Lei si voltò e tornò al tavolo. Una folata, improvvisa le scompiglio timidamente i capelli. Con gesto lento e sicuro si portò una ciocca dietro l’orecchio e si rimise a sedere.
Il padre, distratto da quell’interruzione, dimenticò la sua collera. La presa per mano e continuò a camminare.
La donna li osservò allontanarsi, nella calura estiva, mentre la bambina continuava a tenere lo sguardo incollato su di lei, ancora e ancora e ancora. Fino a che non scomparve.
Poi una voce la riportò al suo caffè.
” Conosci quella bambina? ” chiese il suo capo.

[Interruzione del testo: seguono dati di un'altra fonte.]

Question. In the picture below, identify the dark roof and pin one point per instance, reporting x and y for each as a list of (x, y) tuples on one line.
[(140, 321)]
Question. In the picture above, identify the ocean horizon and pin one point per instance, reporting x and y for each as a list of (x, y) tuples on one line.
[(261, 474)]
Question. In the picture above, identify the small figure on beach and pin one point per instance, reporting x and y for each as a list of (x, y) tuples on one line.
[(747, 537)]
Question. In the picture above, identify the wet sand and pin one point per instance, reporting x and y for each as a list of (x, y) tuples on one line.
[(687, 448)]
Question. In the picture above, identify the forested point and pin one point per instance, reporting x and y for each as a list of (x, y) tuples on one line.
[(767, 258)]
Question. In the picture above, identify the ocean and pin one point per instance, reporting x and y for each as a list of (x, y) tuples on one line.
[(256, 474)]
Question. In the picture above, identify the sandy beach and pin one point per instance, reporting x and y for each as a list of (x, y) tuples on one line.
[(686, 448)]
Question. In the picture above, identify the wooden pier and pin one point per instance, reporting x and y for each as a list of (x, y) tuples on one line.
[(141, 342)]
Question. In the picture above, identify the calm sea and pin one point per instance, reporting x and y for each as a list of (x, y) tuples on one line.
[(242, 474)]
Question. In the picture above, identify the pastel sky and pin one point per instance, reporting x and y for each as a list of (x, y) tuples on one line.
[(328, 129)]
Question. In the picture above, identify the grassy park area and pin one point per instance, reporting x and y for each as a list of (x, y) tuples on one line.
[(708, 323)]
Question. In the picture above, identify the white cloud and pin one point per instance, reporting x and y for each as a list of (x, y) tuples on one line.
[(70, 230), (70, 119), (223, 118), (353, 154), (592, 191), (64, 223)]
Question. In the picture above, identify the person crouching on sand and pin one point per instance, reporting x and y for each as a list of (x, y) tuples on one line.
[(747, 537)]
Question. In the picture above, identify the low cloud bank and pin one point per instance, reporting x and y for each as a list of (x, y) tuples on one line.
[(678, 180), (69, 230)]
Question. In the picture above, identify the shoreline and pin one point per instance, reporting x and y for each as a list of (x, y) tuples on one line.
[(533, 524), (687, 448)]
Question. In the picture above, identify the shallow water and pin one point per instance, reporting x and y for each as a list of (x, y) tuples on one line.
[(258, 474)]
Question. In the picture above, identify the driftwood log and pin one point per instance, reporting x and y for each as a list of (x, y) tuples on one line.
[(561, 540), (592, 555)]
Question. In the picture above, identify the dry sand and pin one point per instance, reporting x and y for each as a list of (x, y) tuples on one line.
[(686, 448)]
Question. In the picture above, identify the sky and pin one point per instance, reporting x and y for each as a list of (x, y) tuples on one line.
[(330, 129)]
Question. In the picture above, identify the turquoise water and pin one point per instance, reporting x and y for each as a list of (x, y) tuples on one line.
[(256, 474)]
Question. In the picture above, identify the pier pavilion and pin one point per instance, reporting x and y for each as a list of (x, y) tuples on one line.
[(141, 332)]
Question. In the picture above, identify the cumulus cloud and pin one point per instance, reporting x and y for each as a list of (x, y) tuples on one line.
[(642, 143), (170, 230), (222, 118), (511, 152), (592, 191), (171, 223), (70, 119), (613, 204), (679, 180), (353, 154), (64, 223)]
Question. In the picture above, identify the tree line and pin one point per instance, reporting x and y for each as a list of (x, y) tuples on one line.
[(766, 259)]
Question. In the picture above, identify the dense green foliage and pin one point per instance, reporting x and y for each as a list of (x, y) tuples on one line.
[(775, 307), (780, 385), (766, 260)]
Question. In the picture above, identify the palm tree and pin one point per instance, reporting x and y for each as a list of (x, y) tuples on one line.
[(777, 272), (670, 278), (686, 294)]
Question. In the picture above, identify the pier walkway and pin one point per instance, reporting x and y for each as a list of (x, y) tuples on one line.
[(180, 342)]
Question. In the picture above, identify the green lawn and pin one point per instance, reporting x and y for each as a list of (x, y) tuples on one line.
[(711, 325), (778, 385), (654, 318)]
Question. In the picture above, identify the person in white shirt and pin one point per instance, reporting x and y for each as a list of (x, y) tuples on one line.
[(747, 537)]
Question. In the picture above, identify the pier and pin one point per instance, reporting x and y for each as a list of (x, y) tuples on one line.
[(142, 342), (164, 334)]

“Non più. La conoscevo molto, molto tempo fa.”
Bella storia breve e asciutta, perfetta per un corto. La scrittura trasmette il caldo, la rabbia e la paura. Mi sono piaciuti molto l’azzurro faticoso, l’uccellino spiumato nel vento e la voce di catrame. Oltre al messaggio naturalmente. Complimenti!
Grazie per il suo commento. Ottimo suggerimento.
Ho apprezzato molto il messaggio: l’idea che le nostre cicatrici, chissà, possano fare meno un po’ meno male, se aiutiamo qualcun altro a medicare le sue. Grazie.
Grazie a te Riccardo. Il passato lo portiamo dentro, decidiamo noi come utilizzarlo, se a nostro favore o sfavore. Le cicatrici diventano forza o debolezza.